Sabbatical Wanderings and The Harrowing of Hell

Harrowing of Hell II
The Harrowing of Hell, Netherlandish, c. 1600

Some years ago a priest friend got me interested, quite unintentionally I think, in religious art.  Since that time I have become a true religious art junkie and whenever time allows I head for a museum and specifically the gallery containing works from the 13th through the 16th century. Like most Anglicans old things have an irresistible appeal to me and art is no exception.

I recently read an article by Abram Kielsmeier-Jones, posted to Facebook by another priest friend which advises Pastors that they should remember to actually keep a Sabbath.  In that context he is not talking about Sunday worship, though that is also very important, but rather he is talking about a day of rest and renewal as the Sabbath was intended to be.  He suggests such a day every week and if time does not permit that at least one hour a day.  Stop, rest, and contemplate doing those things which help you accomplish those things.  The article was written for harried Pastors who experience Sundays as another busy action packed workday, a far cry from rest, and restoration. But, it should equally apply to harried laymen who volunteer to be eucharistic ministers, and daily office officiants, teach Sunday school attend to child care, etc. etc.

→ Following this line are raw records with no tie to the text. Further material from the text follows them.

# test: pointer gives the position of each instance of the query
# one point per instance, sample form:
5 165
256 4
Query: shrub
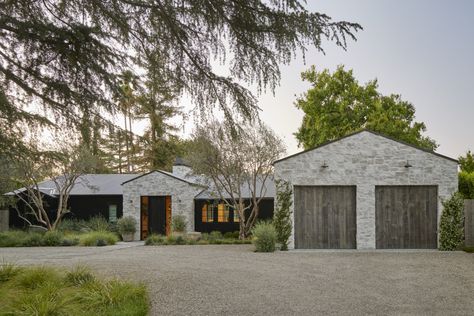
451 230
92 238
98 223
180 240
466 184
79 276
170 240
282 216
32 240
179 223
127 225
154 239
52 238
264 237
8 271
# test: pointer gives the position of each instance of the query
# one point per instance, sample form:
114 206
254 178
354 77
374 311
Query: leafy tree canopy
337 105
65 57
467 162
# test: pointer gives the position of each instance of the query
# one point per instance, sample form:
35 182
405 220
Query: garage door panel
406 217
325 217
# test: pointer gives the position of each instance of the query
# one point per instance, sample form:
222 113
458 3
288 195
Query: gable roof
374 133
166 173
87 184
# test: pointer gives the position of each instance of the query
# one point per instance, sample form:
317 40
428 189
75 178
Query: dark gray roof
372 132
269 191
180 162
88 184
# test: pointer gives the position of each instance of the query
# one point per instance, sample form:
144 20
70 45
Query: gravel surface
233 280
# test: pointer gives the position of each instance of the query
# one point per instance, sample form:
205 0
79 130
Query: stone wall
366 160
160 184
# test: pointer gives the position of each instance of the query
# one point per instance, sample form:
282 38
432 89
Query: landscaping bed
47 291
95 232
213 238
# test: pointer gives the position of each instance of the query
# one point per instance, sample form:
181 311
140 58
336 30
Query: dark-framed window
208 213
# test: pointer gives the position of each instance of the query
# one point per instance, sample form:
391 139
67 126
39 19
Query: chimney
180 168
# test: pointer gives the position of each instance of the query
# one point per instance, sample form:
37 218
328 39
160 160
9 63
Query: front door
155 215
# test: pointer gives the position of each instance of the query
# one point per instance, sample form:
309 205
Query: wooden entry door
325 217
155 215
406 217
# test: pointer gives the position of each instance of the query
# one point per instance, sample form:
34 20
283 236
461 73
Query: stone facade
367 159
159 183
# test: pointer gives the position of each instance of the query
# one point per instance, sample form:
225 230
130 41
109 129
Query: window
208 213
223 213
236 216
112 213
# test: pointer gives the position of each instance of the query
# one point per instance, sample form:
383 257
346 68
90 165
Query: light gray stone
160 184
366 160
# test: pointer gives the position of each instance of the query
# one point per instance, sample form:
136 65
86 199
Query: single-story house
367 191
152 199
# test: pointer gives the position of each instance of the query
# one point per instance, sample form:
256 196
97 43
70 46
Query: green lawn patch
46 291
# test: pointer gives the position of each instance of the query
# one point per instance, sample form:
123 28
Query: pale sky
423 50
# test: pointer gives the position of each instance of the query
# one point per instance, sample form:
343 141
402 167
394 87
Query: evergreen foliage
282 217
451 227
66 58
337 105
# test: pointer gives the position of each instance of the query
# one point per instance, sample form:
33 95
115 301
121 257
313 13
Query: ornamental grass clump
264 237
451 227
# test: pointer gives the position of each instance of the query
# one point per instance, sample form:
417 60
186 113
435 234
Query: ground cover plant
46 291
95 232
213 238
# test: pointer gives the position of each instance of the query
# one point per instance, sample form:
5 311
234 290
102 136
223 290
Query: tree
337 105
63 169
467 162
64 58
236 160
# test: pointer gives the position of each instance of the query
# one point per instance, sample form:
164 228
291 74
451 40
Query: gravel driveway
232 280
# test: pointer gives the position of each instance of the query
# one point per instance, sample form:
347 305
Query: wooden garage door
325 217
406 217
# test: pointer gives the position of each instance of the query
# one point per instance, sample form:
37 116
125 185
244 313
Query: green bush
264 237
282 216
46 291
32 240
451 228
79 276
170 240
97 223
179 223
127 225
52 238
92 238
154 240
466 184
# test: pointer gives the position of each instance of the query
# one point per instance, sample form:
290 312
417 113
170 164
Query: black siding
265 213
81 206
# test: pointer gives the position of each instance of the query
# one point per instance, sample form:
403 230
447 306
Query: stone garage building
367 191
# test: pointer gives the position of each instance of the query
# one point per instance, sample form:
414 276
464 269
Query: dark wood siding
265 213
325 217
406 217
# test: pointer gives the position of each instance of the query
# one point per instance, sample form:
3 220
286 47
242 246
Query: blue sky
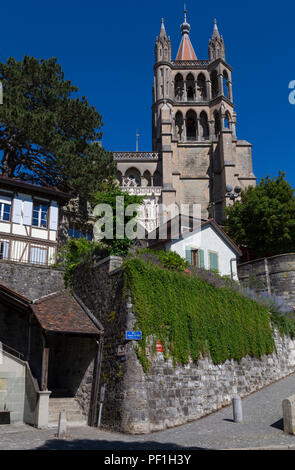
107 50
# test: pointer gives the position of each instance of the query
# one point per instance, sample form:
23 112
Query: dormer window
5 208
40 215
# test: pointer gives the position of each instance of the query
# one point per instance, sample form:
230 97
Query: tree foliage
264 219
47 134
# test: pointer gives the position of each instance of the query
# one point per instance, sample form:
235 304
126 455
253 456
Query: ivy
76 251
193 318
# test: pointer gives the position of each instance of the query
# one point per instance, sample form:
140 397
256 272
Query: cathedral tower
196 156
194 126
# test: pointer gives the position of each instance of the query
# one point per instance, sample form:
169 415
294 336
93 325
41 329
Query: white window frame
40 204
8 203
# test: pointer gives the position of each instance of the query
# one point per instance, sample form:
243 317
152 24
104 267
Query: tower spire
185 50
215 30
163 30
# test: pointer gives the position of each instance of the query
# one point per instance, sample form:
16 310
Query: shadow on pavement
89 444
278 424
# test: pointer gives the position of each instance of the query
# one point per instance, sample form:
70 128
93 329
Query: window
38 255
194 257
213 261
40 215
5 208
4 247
76 233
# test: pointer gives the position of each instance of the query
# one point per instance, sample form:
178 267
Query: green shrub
77 250
167 259
192 317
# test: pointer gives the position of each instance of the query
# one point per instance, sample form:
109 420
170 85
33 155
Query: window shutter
188 255
38 255
53 217
6 199
201 259
5 250
17 209
28 211
213 261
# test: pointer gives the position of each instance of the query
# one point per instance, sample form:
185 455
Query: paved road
262 427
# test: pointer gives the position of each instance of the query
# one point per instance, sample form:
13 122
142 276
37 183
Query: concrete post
237 409
62 425
42 410
289 415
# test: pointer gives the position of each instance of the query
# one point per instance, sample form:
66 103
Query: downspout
98 361
231 267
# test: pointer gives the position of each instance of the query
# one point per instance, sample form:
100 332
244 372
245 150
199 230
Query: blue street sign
134 335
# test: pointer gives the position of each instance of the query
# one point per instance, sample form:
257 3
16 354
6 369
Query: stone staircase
73 411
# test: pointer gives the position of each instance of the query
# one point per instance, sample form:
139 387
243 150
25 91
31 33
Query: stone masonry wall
275 274
166 396
31 281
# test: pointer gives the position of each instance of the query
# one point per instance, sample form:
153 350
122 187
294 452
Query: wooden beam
45 362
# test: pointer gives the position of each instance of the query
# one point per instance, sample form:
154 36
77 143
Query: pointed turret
163 45
163 30
216 48
185 50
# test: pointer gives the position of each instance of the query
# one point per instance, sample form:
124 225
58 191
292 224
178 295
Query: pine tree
47 135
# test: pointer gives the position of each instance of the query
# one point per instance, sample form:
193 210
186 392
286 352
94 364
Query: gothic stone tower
196 154
194 125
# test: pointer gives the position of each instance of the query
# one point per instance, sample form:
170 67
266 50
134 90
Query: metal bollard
62 425
237 409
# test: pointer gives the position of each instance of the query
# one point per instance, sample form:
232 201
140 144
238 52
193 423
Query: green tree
46 133
264 219
109 195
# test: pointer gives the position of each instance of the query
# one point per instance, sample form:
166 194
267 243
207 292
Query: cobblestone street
262 427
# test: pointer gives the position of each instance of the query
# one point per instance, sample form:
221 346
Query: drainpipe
231 267
29 338
96 379
267 275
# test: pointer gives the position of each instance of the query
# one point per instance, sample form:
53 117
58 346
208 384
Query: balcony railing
153 156
143 190
190 63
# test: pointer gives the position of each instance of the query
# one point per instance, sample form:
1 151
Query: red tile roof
61 313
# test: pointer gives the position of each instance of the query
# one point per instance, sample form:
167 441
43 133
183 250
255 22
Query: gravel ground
262 428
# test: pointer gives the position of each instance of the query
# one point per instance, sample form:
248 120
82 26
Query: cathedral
196 157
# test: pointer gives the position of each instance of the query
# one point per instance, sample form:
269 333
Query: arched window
214 83
132 178
178 86
157 178
191 125
216 122
190 87
179 125
225 83
204 126
119 178
146 180
201 84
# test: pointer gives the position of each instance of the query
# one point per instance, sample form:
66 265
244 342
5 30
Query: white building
202 243
29 219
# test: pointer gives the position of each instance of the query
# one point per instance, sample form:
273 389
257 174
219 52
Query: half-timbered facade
29 221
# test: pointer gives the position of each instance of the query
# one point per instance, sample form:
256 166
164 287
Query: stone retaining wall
275 274
166 396
30 280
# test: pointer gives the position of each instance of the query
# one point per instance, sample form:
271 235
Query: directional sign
134 335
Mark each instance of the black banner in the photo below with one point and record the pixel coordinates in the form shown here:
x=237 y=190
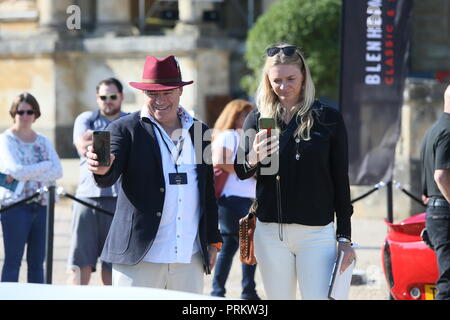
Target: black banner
x=375 y=48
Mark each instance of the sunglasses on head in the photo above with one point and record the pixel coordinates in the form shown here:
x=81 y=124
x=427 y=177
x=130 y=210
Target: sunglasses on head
x=288 y=50
x=112 y=96
x=22 y=112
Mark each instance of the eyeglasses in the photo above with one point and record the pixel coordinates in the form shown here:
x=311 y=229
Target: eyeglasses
x=22 y=112
x=288 y=50
x=112 y=96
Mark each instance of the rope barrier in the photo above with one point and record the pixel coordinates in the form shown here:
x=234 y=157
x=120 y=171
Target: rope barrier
x=376 y=187
x=61 y=192
x=68 y=195
x=18 y=203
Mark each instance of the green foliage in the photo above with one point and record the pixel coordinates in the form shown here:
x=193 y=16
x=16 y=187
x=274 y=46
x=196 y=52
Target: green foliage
x=313 y=26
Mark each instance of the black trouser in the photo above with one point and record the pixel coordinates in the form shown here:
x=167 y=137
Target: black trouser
x=438 y=227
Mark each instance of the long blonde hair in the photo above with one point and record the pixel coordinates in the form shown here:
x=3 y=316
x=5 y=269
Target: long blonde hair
x=268 y=103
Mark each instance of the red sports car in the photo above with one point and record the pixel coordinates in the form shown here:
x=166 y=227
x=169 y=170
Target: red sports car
x=409 y=264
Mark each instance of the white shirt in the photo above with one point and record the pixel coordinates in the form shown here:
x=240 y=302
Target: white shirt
x=176 y=239
x=234 y=186
x=34 y=165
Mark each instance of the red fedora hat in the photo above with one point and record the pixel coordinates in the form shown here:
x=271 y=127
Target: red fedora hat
x=160 y=74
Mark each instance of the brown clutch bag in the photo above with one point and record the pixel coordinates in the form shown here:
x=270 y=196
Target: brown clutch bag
x=247 y=227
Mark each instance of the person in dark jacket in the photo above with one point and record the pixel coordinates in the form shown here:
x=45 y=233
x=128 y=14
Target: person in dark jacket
x=435 y=158
x=302 y=180
x=164 y=233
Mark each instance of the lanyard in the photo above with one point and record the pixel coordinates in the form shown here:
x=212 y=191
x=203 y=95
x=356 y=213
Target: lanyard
x=179 y=149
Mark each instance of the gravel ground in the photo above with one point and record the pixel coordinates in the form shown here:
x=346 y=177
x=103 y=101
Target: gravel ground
x=367 y=233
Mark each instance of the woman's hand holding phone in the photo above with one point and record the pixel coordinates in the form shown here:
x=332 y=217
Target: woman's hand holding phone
x=93 y=164
x=263 y=146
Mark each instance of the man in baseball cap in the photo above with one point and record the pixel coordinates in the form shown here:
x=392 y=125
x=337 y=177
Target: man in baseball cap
x=165 y=229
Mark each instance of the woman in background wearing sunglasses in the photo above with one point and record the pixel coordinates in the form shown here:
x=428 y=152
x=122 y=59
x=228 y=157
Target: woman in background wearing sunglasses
x=295 y=238
x=28 y=158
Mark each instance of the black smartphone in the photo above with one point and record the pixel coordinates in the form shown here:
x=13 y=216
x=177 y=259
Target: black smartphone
x=267 y=123
x=102 y=147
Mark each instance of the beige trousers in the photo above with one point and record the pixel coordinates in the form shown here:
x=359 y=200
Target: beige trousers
x=186 y=277
x=305 y=256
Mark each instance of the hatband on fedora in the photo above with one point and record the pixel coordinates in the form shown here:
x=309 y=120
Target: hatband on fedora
x=160 y=74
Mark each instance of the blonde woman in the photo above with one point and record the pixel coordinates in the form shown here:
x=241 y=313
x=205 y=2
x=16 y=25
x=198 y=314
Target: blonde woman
x=295 y=238
x=235 y=199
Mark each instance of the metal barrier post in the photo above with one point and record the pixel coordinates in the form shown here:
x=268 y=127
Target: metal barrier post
x=49 y=235
x=390 y=203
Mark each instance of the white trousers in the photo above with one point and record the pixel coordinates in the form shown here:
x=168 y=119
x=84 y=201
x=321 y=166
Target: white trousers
x=186 y=277
x=306 y=255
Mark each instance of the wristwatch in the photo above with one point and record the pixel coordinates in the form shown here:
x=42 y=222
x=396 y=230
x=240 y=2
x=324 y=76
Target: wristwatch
x=344 y=239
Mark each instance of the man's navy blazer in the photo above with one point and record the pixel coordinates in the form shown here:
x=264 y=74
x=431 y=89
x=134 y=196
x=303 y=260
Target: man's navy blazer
x=141 y=195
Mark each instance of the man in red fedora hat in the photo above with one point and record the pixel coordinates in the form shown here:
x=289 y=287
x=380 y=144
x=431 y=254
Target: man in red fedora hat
x=165 y=229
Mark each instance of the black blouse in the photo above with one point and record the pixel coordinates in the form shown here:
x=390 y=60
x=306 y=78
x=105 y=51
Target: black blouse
x=315 y=185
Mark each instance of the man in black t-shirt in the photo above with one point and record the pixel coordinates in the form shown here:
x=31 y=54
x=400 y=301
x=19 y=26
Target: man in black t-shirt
x=435 y=157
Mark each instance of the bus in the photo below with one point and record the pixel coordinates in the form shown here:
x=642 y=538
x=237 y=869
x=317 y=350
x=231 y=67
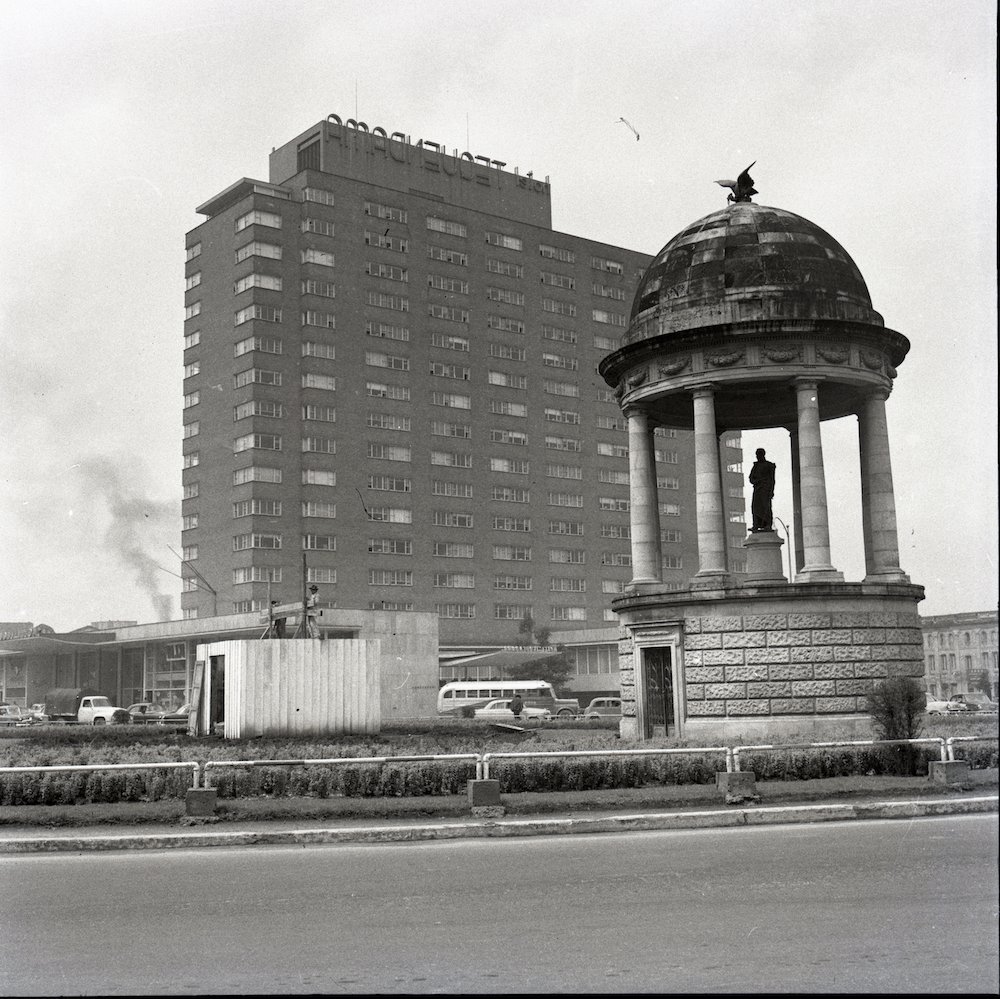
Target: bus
x=459 y=694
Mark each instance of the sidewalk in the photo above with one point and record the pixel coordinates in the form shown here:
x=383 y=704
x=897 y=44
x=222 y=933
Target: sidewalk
x=163 y=825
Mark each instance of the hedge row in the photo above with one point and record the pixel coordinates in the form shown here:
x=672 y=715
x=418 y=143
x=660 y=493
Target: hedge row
x=369 y=780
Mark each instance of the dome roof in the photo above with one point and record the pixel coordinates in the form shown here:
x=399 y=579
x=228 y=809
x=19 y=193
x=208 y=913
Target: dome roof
x=748 y=262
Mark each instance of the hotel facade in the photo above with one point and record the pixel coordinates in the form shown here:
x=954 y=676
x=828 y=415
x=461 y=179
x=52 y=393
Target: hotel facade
x=391 y=391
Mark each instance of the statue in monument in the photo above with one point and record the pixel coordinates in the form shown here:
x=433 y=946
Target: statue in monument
x=762 y=480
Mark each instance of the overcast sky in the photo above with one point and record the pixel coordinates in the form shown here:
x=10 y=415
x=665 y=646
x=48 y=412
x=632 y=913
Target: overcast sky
x=875 y=120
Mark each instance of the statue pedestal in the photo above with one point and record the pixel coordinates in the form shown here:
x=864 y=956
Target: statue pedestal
x=763 y=550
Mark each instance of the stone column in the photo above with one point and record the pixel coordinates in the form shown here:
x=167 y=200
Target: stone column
x=793 y=433
x=644 y=513
x=878 y=502
x=711 y=510
x=812 y=478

So, my resolution is to make sure I keep a true Sabbath for at least one day a week.  On my last Sabbath I viewed and photographed this painting.  In the flesh it is much more impressive reaching floor to ceiling on the museum wall with elaborate detail.  As you can see above it is  titled “The Harrowing of Hell ”  and for me the best way to relate the theology expressed here is to repeat a portion of the Apostles Creed from the we recite every day in the Daily Office of the Book of Common Prayer:

“And in Jesus Christ his only Son our Lord;

who was conceived by the Holy Ghost,

born of the Virgin Mary,

suffered under Pontius Pilate,

was crucified dead and buried ,

He descended into Hell,

I will not elaborate further and leave more detailed explanations to those better trained to provide them.  But I will say it is my understanding that on Good Friday Jesus became the master of Hell and once and for all vanquished evil.

On my last Sabbath, therefore,  I stood before this wonderful painting trying to stop my cell phone camera from flashing as the use of flash was strictly forbidden in the museum. A young woman and her two children came up beside me.  I was just about to launch  into my explanation of the painting and the creed when I heard the young woman tell her children “The Christians believe he was a prophet who died and then he came back to life and was remade..  And there is obviously a lot more to this but I don’t now about that.”  I froze in my tracks realizing I had encountered some folks who were either Jewish or something else, or nothing, and how thoughtless I was to simply assume everyone wanted to know about the harrowing of hell.  Next time I may tell them anyway.

To provide greater details about the painting I am reprinting the explanation on the card beside the painting:

The Harrowing of Hell,
c. 1600. Oil on panel.
78.25 x 52.25 inches.

This panel painting, with its arched format, would have been used as an altarpiece at the turn of the seventeenth century. The artist’s name is not known, nor is it clear which European country it comes from.

It is certain, however, that it was produced for a Catholic church at the time of the Protestant Reformation, when the Church sought to restore its religious authority. The subject matter here portrays the Church’s teachings on Christ’s crucifixion and resurrection, as well as its Holy Sacrament at Catholic Mass, to save Christians from damnation in hell.

The Risen Christ is placed in the lower center; behind him is the cross with the inscription INRI (an abbreviation of the Latin for Jesus of Nazareth, King of the Jews) and symbols of the Passion: the scourge, the whip, the crown of thorns, the spear, and the sponge soaked with vinegar on a long reed, all instruments of torture during Christ’s crucifixion.

The divine light of God the Father, with the Hebrew inscription Yahweh, shines overhead. In his left hand, Christ holds a white banner, and in his right, a hammer—both symbolizing his triumphant resurrection and victory in opening the gates of hell. He tramples beneath his feet a skeleton and a devil-beast, representations of death and sin.

Christ looks to the left, where Adam, Eve, and other Christians are being freed from purgatory, where they had been forced to stay until Christ’s resurrection cleansed their souls of original sin. In the opposite, lower right corner, are the figures of the damned—sinners and non-believers—being forced into the jaws of a large beast, representing the fiery mouth of hell.

Depicted in the upper background of the painting are other motifs associated with Counter Reformation ideas: a priest celebrating a Eucharistic mass, the Ship of Fools, and the establishment of the new covenant of the Christian era, on the left, replacing the older Judaic law, on the right.